A non-zero, and especially increasing parameter value may indicate disk problems.

Attribute: 12 (0C) Power Cycle Count

Type of accumulating
Description contains the number of complete cycles "on-off" disk

Not related to the state of the disk.

Attribute: 183 (B7) SATA Downshift Error Count

Type of accumulating
Description contains the number of unsuccessful attempts to lower the SATA mode. The bottom line is that a hard drive operating in SATA 3 Gb / s or 6 Gb / s modes (and that there will be more in the future), for some reason (for example, due to errors) may try to "agree" with the disk the controller is about a lower speed mode (for example, SATA 1.5 Gb / s or 3 Gb / s, respectively). In the event of a "failure" of the controller to change the mode the disk increases the value of the attribute

Does not speak about drive health.

Attribute: 184 (B8) End-to-End Error

Type of accumulating
Description contains the number of errors that occurred during data transmission through the hard drive cache

A non-zero value indicates a disk problem.

Attribute: 187 (BB) Reported Uncorrected Sector Count (UNC Error)

Type of accumulating
Description contains the number of sectors that have been recognized as candidates for reassignment (see attribute 197) for the entire life history of the disk. And if the sector becomes a candidate again, the value of the attribute also increases

A non-zero attribute value clearly indicates an abnormal state of the disk (in combination with a non-zero attribute value 197) or that it was previously (in combination with a zero value 197).

Attribute: 188 (BC) Command Timeout

Type of accumulating
Description contains the number of operations that were canceled due to exceeding the maximum allowed response timeout

Such errors can occur due to poor cable quality, contacts, used adapters, extension cords, etc., as well as due to the incompatibility of the drive with a specific SATA / PATA controller on the motherboard (or discrete). Because of errors of this kind, BSOD is possible in Windows.

A non-zero attribute value indicates a potential disk “disease”.

Attribute: 189 (BD) High Fly Writes

Type of accumulating
Description contains the number of recorded cases of recording when the flight height of the head is higher than the calculated one, most likely due to external influences, such as vibration

In order to say why such cases occur, you need to be able to analyze the SMART logs, which contain information specific to each vendor that is not currently implemented in publicly available software — hence, you can ignore the attribute.

Attribute: 190 (BE) Airflow Temperature

Type of current
Description contains the temperature of the hard drive for drives Hitachi, Samsung, WD and the value of “100 - [RAW attribute value 194]” for Seagate

Does not indicate the status of the disk.

Attribute: 191 (BF) G-Sensor Shock Count (Mechanical Shock)

Type of accumulating
Description contains the number of critical accelerations recorded by the disk electronics to which the drive was subjected and which exceeded the allowable ones. Usually this happens with bumps, falls, etc.

Relevant for mobile hard drives. On Samsung disks, you can often ignore it, since they can have a very sensitive sensor, which, figuratively speaking, reacts almost to the movement of air from the wings of a fly flying in the same room with the disk.

In general, triggering the sensor is not a sign of shock. It can even grow from the positioning of BMG by the disk itself, especially if it is not fixed. The main purpose of the sensor is to stop the recording operation during vibrations in order to avoid errors.

Does not speak about the health of the disk.

What is the hard disk accelerometer (G-sensor)?

one

Today, when choosing a laptop in the technical specifications, you will surely find such a parameter as a hard disk accelerometer (it is also often called a G-sensor). Unintelligent customers immediately have a logical question: what is it and why do we need an accelerometer in a laptop?
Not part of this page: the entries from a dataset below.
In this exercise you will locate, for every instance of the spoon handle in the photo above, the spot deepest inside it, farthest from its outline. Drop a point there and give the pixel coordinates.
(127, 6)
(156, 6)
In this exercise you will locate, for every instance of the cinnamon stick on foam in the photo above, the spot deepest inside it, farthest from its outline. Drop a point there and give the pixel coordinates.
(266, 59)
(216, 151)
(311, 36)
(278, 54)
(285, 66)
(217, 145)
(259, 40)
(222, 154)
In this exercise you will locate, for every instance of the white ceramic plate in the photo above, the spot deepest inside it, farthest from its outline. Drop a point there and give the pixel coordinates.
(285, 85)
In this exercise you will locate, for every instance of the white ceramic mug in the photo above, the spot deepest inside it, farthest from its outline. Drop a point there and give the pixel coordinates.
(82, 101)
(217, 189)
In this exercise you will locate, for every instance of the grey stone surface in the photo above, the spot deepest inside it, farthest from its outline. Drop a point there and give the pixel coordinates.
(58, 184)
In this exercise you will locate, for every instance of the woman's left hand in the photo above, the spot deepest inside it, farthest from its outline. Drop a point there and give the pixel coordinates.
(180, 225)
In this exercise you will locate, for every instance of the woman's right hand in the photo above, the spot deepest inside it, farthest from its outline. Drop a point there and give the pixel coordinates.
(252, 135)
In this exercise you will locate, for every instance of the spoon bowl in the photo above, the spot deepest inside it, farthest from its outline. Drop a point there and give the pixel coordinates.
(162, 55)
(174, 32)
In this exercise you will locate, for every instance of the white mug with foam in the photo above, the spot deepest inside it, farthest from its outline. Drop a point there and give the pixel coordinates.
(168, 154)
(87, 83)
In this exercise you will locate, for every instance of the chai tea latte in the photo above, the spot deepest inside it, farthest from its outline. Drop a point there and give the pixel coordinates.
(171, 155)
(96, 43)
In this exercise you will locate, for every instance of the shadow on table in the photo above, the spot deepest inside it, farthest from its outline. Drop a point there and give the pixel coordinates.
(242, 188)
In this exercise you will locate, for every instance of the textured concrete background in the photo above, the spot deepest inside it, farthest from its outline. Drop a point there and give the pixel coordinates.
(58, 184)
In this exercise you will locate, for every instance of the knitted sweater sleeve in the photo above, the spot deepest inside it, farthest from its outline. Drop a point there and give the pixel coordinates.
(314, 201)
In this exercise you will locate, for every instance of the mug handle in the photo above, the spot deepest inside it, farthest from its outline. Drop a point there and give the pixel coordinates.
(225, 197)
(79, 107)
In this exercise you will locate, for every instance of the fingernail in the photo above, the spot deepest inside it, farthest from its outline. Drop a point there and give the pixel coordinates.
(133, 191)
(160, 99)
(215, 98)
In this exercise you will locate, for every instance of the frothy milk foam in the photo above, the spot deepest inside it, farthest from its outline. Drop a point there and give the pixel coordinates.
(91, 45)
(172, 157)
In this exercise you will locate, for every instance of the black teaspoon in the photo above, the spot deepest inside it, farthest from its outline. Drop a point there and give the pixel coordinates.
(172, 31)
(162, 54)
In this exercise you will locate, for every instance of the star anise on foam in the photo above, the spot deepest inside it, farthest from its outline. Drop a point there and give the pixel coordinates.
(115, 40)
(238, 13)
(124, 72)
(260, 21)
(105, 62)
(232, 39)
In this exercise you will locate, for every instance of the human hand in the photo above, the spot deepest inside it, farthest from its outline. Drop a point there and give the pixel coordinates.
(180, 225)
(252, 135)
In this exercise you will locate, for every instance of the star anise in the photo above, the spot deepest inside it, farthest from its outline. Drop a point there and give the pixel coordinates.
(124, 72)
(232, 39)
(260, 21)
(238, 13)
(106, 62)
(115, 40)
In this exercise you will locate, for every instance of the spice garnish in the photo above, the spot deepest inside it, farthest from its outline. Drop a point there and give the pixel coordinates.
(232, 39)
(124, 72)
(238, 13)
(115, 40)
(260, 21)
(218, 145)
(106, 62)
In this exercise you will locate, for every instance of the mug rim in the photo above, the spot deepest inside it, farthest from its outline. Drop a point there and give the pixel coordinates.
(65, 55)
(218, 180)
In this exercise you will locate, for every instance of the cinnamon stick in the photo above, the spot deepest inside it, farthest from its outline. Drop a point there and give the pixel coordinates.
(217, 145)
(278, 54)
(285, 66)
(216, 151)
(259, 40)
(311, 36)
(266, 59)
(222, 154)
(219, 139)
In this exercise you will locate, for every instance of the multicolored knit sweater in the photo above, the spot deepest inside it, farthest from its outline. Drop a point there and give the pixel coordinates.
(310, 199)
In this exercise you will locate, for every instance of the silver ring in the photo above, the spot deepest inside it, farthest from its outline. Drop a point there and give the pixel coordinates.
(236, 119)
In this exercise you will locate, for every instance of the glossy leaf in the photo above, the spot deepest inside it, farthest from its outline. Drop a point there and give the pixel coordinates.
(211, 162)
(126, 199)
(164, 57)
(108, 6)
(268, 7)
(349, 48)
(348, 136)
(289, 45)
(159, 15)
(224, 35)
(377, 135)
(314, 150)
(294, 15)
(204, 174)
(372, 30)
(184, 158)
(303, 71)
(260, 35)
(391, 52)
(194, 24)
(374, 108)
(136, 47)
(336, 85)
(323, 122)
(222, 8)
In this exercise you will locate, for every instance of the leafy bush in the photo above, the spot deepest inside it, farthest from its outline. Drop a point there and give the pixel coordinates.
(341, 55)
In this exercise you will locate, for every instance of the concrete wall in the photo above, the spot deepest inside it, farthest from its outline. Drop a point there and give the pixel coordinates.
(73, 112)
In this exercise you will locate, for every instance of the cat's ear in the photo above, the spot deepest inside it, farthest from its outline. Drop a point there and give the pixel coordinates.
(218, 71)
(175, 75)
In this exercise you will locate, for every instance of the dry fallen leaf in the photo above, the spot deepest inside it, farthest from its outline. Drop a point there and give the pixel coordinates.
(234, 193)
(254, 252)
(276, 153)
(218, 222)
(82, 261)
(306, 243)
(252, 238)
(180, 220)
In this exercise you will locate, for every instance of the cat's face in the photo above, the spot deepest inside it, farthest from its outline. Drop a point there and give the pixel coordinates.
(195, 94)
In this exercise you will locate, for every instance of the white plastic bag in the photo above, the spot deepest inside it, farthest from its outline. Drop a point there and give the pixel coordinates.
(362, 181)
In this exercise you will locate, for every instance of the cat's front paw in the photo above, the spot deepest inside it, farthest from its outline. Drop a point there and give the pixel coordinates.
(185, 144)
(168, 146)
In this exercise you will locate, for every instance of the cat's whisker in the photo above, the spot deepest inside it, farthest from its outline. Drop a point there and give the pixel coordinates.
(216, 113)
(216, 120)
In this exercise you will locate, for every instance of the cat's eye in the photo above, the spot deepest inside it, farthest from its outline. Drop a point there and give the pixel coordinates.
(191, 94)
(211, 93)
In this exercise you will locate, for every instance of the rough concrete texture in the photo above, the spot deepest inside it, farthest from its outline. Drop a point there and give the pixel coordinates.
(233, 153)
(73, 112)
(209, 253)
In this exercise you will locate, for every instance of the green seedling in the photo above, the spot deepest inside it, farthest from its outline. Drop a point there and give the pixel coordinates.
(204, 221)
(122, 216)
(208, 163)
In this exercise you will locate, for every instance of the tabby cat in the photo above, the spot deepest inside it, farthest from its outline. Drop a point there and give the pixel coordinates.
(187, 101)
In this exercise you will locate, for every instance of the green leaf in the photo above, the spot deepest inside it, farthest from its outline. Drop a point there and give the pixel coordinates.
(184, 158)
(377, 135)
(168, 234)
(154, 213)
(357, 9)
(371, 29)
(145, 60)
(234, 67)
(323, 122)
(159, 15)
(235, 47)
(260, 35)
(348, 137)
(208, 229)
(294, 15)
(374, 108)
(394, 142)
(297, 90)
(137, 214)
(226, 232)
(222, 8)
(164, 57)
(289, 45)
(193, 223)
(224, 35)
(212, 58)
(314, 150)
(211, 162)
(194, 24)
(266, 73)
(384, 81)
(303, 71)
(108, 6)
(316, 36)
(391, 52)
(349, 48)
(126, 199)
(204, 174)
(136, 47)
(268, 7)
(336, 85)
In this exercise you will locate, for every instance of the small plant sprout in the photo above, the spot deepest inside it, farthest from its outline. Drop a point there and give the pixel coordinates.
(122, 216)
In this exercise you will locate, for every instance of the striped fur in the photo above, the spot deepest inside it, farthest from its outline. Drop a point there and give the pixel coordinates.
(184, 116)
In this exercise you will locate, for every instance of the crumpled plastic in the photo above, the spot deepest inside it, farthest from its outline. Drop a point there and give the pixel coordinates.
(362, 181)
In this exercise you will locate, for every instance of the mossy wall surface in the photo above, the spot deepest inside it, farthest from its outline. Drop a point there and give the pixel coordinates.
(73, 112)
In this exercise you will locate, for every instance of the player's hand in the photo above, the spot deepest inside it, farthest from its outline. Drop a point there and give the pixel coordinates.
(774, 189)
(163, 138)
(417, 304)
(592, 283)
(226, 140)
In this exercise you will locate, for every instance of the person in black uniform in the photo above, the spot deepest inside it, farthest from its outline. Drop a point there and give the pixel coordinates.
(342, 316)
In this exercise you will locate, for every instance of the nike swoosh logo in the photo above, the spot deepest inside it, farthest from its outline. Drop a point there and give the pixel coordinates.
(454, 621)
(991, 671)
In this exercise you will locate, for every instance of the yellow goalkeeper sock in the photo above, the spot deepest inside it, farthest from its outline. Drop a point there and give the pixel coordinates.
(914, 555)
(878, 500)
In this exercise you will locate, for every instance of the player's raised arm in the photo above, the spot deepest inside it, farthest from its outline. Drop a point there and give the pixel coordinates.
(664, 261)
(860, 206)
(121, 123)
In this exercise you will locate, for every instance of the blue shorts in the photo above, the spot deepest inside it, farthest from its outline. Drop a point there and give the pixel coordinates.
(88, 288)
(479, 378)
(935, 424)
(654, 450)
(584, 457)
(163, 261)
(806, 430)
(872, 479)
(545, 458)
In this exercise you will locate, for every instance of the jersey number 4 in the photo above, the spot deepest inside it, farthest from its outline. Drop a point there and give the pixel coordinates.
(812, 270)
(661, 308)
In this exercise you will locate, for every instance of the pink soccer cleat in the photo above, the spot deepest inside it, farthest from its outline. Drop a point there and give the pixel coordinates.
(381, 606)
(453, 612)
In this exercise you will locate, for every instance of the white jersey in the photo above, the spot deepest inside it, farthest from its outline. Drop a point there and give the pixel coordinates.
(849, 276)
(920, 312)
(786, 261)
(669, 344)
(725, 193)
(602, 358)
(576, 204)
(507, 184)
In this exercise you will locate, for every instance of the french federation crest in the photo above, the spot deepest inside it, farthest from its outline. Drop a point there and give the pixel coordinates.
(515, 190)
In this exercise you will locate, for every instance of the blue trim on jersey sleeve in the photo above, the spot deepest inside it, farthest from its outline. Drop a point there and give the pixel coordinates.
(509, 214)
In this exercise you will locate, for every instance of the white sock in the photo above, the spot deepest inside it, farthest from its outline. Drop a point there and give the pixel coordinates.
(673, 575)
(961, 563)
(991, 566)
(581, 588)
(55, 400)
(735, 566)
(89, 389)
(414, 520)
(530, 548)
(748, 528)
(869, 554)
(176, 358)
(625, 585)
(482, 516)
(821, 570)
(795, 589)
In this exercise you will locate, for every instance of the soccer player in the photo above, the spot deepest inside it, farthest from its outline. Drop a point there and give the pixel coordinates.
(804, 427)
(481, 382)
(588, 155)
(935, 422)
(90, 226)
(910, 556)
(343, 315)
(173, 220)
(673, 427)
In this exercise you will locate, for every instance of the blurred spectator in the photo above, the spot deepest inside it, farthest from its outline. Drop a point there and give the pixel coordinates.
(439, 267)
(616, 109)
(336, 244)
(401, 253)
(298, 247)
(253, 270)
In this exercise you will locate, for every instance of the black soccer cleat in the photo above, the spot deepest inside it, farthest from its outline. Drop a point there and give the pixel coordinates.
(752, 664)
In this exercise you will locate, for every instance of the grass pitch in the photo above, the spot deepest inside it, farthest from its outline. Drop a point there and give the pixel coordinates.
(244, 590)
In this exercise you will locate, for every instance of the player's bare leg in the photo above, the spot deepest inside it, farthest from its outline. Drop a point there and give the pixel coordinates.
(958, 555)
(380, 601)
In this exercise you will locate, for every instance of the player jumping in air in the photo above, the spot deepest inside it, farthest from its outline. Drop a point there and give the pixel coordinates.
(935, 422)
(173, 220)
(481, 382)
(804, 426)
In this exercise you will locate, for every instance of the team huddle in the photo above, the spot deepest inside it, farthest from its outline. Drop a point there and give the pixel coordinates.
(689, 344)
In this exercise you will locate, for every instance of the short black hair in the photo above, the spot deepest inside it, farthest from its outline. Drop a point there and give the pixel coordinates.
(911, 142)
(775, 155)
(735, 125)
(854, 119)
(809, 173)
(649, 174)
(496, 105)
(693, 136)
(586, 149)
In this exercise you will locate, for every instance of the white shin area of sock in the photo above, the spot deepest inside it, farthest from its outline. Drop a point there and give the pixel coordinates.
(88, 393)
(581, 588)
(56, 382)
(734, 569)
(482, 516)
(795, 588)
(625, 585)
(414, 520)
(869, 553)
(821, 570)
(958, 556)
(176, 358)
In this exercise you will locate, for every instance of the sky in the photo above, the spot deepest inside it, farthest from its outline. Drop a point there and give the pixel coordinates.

  HDD status and SMART technology and failure prediction.  G-sensor in HDD.  Types of malfunctions HDD. Reliability of hard drives: MTBF, AFR, UER.  Factors affecting reliability
Scheme accelerometer and mechanical horoscope

Let's try to abstract from abstruse phrases with which Wikipedia is replete, and we will explain the essence of the device operation in simple language. The definition can be formulated as follows: an accelerometer is a device that measures the acceleration of an object relative to the gravitational acceleration of the Earth. For example, if an object, in our case a laptop, starts falling from the table to the floor, the accelerometer detects a sharp acceleration, which is not typical for normal operation, and includes protective mechanisms against damage.

As you know, hard drives that store data on computers are fairly fragile devices. If the laptop is dropped or hit hard, damage to the hard disk is very likely. The head of the HDD drive is constantly moving along disk sectors, reading information. In response to a sudden change in acceleration, the Winchester control system gives the command to park the hard disk head, preventing possible damage and data loss.

  HDD status and SMART technology and failure prediction.  G-sensor in HDD.  Types of malfunctions HDD. Reliability of hard drives: MTBF, AFR, UER.  Factors affecting reliability
Hard disk drive

  HDD status and SMART technology and failure prediction.  G-sensor in HDD.  Types of malfunctions HDD. Reliability of hard drives: MTBF, AFR, UER.  Factors affecting reliability

example of protection operation upon detection of increased acceleration of the G-sensor hard disk

Attribute: 192 (C0) Power Off Retract Count (Emergency Retry Count)

Type of accumulating
Description for different hard drives, it can contain one of the following two characteristics: either the total number of parking spaces on a BMD disk in emergency situations (by a signal from a vibration sensor, breakage / power down, etc.), or the total number of power cycles on / off the disk (typical for modern WD and Hitachi)

Does not allow to judge the status of the disk.

Attribute: 193 (C1) Load / Unload Cycle Count

Type of accumulating
Description contains the number of complete parking / unparking cycles. Analysis of this attribute is one of the ways to determine whether the automatic parking function is on the disk (so beloved, for example, by Western Digital): if its content exceeds (usually - many times) the content of attribute 09 - the number of hours worked - then parking is enabled

Does not speak about the health of the disk.

Attribute: 194 (C2) Temperature (HDA Temperature, HDD Temperature)

Type of current / accumulative
Description contains the current disk temperature. The temperature is read from the sensor, which can be located in different places on different models. The field along with the current one can also contain the maximum and minimum temperatures recorded during the entire operation of the hard drive.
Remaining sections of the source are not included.